PEOPLE OF THE PHILIPPINES, PLAINTIFF-APPELLEE, VS. RENATO SAMSON Y COREA, ACCUSED-APPELLANT.

D E C I S I O N

SANDOVAL-GUTIERREZ, J.:

Automatic review of the Decision dated February 27, 1996 of the Regional Trial Court, Branch 258, Parañaque City, in Criminal Case No. 94-0720 (94-5890), finding Renato C. Samson guilty of murder and sentencing him to suffer the penalty of death.

The Information[1] against accused Renato C. Samson reads:
“That on or about the 28th day of August 1994 in the Municipality of Parañaque, Metro Manila, Philippines, and within the jurisdiction of this Honorable Court, the above-named accused, with intent to kill and with treachery and with evident premeditation did then and there willfully, unlawfully and feloniously kill one Sol Homicillada y Batilo by then and there shooting the latter with a gun, thereby inflicting upon said Sol Homicillada y Batilo mortal wounds which were the direct and immediate cause of his death.

CONTRARY TO LAW.”
On November 24, 1994, the accused, upon arraignment, pleaded "not guilty."[2] During the trial, the prosecution presented five (5) witnesses, namely: John Dexter Tuazon Daylag, SPO1 Patrocinio Dantes, Dr. Artenio Vertido, Ireneo Ordeano and Enrico Homicillada, the victim's brother, who testified on the civil aspect of the crime.
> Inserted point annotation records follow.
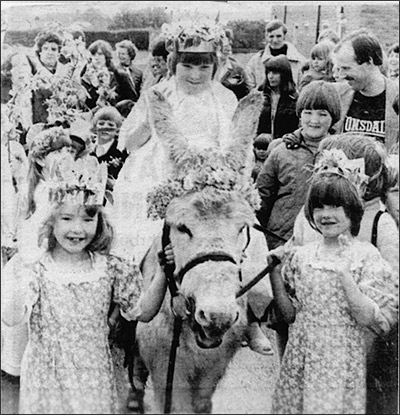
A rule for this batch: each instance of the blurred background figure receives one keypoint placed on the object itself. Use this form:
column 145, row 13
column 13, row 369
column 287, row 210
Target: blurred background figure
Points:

John Dexter Tuazon Daylag ("John") is the prosecution's principal witness.   He is 19 years old and a resident of N. De Leon Street, La Huerta, Parañaque City.   Sol Homicillada, the victim, is a resident of P. Dandan Street which is within the vicinity of La Huerta, Parañaque City.   John and Sol were close friends.   They would often meet during nighttime at N. De Leon Street.   In the evening of August 27, 1994, at around 8:00 o'clock, John left his house and played guitar with his friends at N. De Leon Street.   At 9:00 o'clock that same night, Sol arrived and joined the group. At around 12:00 o'clock midnight, he and John left in order to play darts at the corner of De Leon and Dandan streets.   They were able to play darts at 3:00 o'clock in the morning of August 28, 1994, at which time two persons suddenly arrived from behind and fired two (2) gun shots at them. Luckily, they were not hit.   Sol tried to run towards N. De Leon Street and in the process, he "shoved" John, causing him to bump against one of the gunmen.    That gunman then pointed a gun at Sol.   The other gunman fired at Sol hitting him at the left side of his back which caused him to fall to the ground.  The man who had just hit Sol then passed by John's side, approached Sol and, at close range, fired three (3) to four (4) more shots at his head.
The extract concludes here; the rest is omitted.